When it comes to the efficient flow of business, many IT organizations
are seen as part of the problem instead of part of the solution.
None other than Gary Hamel, arguably the world’s preeminent authority
of management strategy, cautions against turning to the IT department
for help on some initiatives: “When you want to run a quick experiment,
I tell people don’t go through the IT division because they are
just going to tell you “no,” and it’s going to take forever to get it done.”
It’s hard to change that image when some IT managers come across
like the stereotypical bureaucrats, shuffling paper behind the counter at
the DMV rather than the enablers of innovation who they are.
We all know many IT professionals who spur innovation within their
companies, but the inconvenient truth for some is that they must change
their ways of managing if they want to be leaders in the rapidly changing
enterprise of the 21st century. In the future talent, not title, matters.
In an interview with my colleague Allan Alter (See “Re-Imagining
Management“), Hamel foresees critical business decisions being
made by the “wisdom of the crowd” and not by a handful of executives.
Decision-making will be rendered by the workers in the trenches, those
with the information and know-how. In fact, it’s happening now, and you
needn’t look any further than the ranks of the IT organization.
Since the beginning of the decade, the number of IT managers has
soared by 85 percent, according to government figures. Don’t think of
managers as the traditional hierarchical boss; many of these new managers
don’t manage many people, if any at all, but direct processes and
relationships inside and outside the company. In this Internet age, decisions
must be made quickly for businesses to compete, and employees
with the information are making those decisions.
Even non-managerial employees must know how to make business
decisions. A study by the Society for Information Management shows the
three skills sought by employers for midlevel IT positions—not all carrying
managerial titles—involve managerial proficiencies: planning, budgeting
and schedule; project leadership; and project risk management.
Homa Bahrami, an organizational behaviorist at the University of
California at Berkeley, sees the shift toward the empowered employee
who makes key business decisions as “the true essence of the knowledge
worker: somebody who does the thinking and the doing.”

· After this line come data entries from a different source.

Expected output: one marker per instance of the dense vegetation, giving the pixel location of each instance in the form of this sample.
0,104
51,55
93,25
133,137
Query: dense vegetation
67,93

CIOs must create an environment where the empowered worker can
thrive. They also must educate their corporate colleagues on how Web
2.0 technologies are disrupting the way companies operate. “The challenge
for IT people,” Hamel says, “is to think about how the new technology
of the Web—how things like tagging, social networks. folksonomies,
wikis—can be used to transform the work of management.” Doing so
will get rid of IT’s roadblock rep for good.